The Long Island Republican added a well-aimed swipe at what passes for the media today: "The media went along with this actually, keeping this farcical, ridiculous thought going that the President of the United States... was somehow involved in a conspiracy with Russia against his own country."
According to King, the Justice Department's review, ordered by Attorney General William Barr, would prove that former officials acted improperly. He was alluding to the investigation led by John Durham, U.S. Attorney in Connecticut. Sounds nice. But waiting for Durham to complete his investigation at a typically lawyerly pace would, I fear, be much like the experience of waiting for Mueller to finish his; that is, like waiting for Godot. What about now?
So Where is the IG Report on FISA?
That's the big one. If Horowitz is able to speak freely about what he has learned, his report could lead to indictments of former CIA Director John Brennan, former FBI Director James Comey, former FBI Deputy Director Andrew McCabe, former Deputy Attorneys General Sally Yates and Rod Rosenstein, and Dana Boente. Boente being the only signer of the relevant FISA applications still in office. (No, he has not been demoted to file clerk in the FBI library; at last report, he is FBI General Counsel!)
The DOJ inspector general's investigation, launched in March 2018, has centered on whether the FBI and DOJ filing of four FISA applications and renewals beginning in October 2016 to surveil former Trump campaign adviser Carter Page amounted to abuse of the FISA process. (Fortunately for the IG, Obama's top intelligence and law enforcement officials were so sure that Hillary Clinton would win that they did not do much to hide their tracks.)
The Washington Examiner reported last Tuesday, "The Justice Department inspector general's investigation of potential abuse of the Foreign Intelligence Surveillance Act is complete, a Republican congressman said, though a report on its findings might not be released for a month." The report continued:
"House Judiciary Committee member John Ratcliffe (R, Texas) said Monday he'd met with DOJ watchdog Michael Horowitz last week about his FISA abuse report. In a media interview, Ratcliffe said they'd discussed the timing, but not the content of his report and Horowitz 'related that his team's investigative work is complete and they're now in the process of drafting that report.' Ratcliffe said he was doubtful that Horowitz's report would be made available to the public or the Congress anytime soon. 'He [Horowitz] did relay that as much as 20% of his report is going to include classified information, so that draft report will have to undergo a classification review at the FBI and at the Department of Justice,' Ratcliffe said. 'So, while I'm hopeful that we members of Congress might see it before the August recess, I'm not too certain about that.'"

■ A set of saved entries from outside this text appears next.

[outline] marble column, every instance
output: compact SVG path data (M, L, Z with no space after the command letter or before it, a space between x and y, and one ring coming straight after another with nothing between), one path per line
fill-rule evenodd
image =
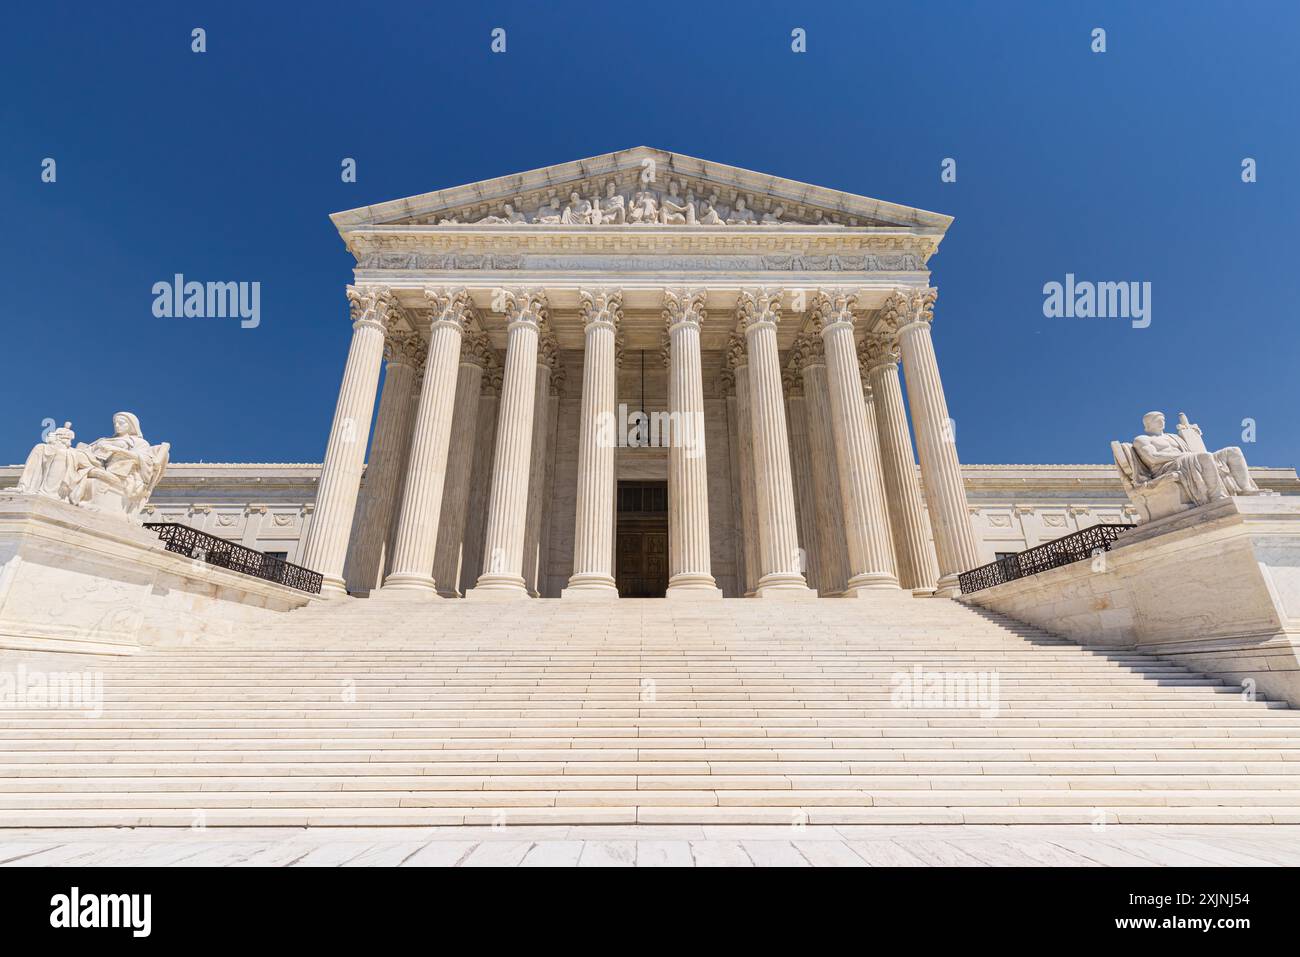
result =
M749 353L754 427L754 490L762 572L755 594L759 598L815 598L817 593L803 576L795 524L790 438L776 343L781 294L767 289L742 290L737 311Z
M978 566L980 557L957 461L954 426L930 337L936 296L933 288L899 290L885 303L884 314L886 324L898 335L903 355L907 398L921 457L921 483L939 559L936 594L952 597L958 593L957 576Z
M438 544L433 552L433 580L438 594L459 598L466 555L465 529L469 519L469 492L474 451L479 442L479 404L483 370L491 362L492 347L482 332L469 332L460 349L456 376L456 410L447 453L447 481L442 491Z
M702 289L664 291L668 330L668 592L669 598L721 598L709 548L709 465L704 441L704 377L700 371Z
M869 597L873 591L898 591L889 518L880 481L880 455L874 430L867 431L862 377L853 341L856 297L839 291L819 293L813 309L826 354L831 426L844 508L849 577L845 597Z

Earlier, Horowitz had predicted that his report would be ready in May or June but there may, in fact, be good reason for some delay. Fox News reported Friday that "key witnesses sought for questioning by Justice Department Inspector General Michael E. Horowitz early in his investigation into alleged government surveillance abuse have come forward at the 11th hour." According to Fox's sources, at least one witness outside the Justice Department and FBI has started cooperating -- a breakthrough that came after Durham was assigned to lead a separate investigation into the origins of the FBI's 2016 Russia case that led to Special Counsel Robert Mueller's probe.